Boron + 5-Xenon Setup Questions


#21

I checked the console and it showed no rate limiting going on.

I also slowed down the mesh publishes to prevent this from happening. Even when publishing faster I did not see any rate limiting.

I reset some Xenons to bring them all back online and it worked for awhile.

It doesn’t take long for one or two of the Xenons to stop responding. Some times they come back later, and sometime a reset is required.

Maybe I’ll try slowing the mesh publish down some more and see what happens. They are publishing every 5-6 seconds per xenon now.

I wish I could particle publish directly from the Xenon’s but they always end up in the flashing cyan state when when running off the Argon.

What is working best for you?


#22

That’s not surprising. The 4/sec rate limit is never reported by the console since the cloud doesn’t even know about the fact because tha device just doesn’t send the event when it itself detects the violation to prevent flooding the cloud.

Borons seem more stable and currently the only way I can sensibly test due to my IPv6 issue with my home WiFi. Adding a secondary router or using a mobile hotspot are only workarounds that introduce other issues for me.
Hence I’m waiting for rc.26 and hope that will resolve these sore points.


#23

I wrote the heartbeat code to publish on a single node with the gateway and other nodes listening for testing only. @twoyoon’s code is great though instead of publishing on receiving every node heartbeat, I will modify the code to maintain counters, average time between heartbeats and peak time between heartbeat for every node. I will keep these as Particle.variables or publish them at fixed intervals.
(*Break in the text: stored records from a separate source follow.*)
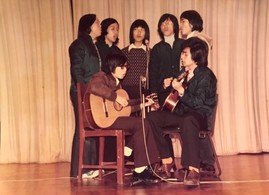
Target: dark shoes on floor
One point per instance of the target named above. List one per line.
(146, 177)
(191, 178)
(165, 170)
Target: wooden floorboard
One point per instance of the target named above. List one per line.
(242, 174)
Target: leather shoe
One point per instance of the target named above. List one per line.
(191, 179)
(166, 170)
(180, 174)
(145, 177)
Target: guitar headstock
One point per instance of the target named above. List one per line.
(154, 97)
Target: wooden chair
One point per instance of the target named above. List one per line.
(88, 128)
(175, 133)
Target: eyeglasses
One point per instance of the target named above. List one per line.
(125, 66)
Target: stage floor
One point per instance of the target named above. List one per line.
(241, 174)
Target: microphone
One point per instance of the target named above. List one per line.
(184, 73)
(143, 81)
(147, 44)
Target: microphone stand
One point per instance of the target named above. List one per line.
(147, 69)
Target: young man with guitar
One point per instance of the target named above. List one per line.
(196, 101)
(113, 100)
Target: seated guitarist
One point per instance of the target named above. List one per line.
(105, 86)
(196, 103)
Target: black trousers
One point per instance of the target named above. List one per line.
(190, 124)
(134, 126)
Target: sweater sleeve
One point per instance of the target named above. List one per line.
(99, 86)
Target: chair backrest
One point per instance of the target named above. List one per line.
(85, 115)
(212, 118)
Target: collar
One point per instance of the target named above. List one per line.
(132, 46)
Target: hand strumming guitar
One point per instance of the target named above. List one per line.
(122, 100)
(167, 82)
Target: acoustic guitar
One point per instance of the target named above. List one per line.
(172, 99)
(104, 112)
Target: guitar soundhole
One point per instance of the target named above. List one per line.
(117, 106)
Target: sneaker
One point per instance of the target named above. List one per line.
(90, 174)
(145, 177)
(191, 178)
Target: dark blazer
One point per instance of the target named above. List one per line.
(200, 94)
(83, 58)
(164, 63)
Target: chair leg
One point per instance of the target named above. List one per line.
(101, 154)
(216, 157)
(120, 157)
(80, 159)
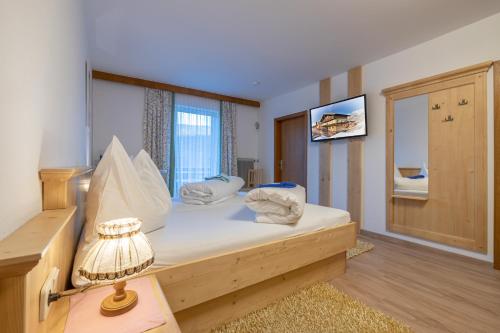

As for my Boron + single Xenon mesh, when the Boron Cloud connection was lost briefly, the Boron came back up but the Xenon node did not reconnect to the Boron, not unlike what happens with the Argon. Resetting the node fixed the problem.


#24

Here’s my quick version of a Mesh Marco-Polo test. The gateway gets flashed with the “Marco” code where it requests that each node report with a “Polo” heartbeat. The nodes get flashed with the “Polo” code where they simple publish to the mesh when requested. The Marco code records the amount of time it takes to report, stores an array of known nodes and a count of how many known nodes responded.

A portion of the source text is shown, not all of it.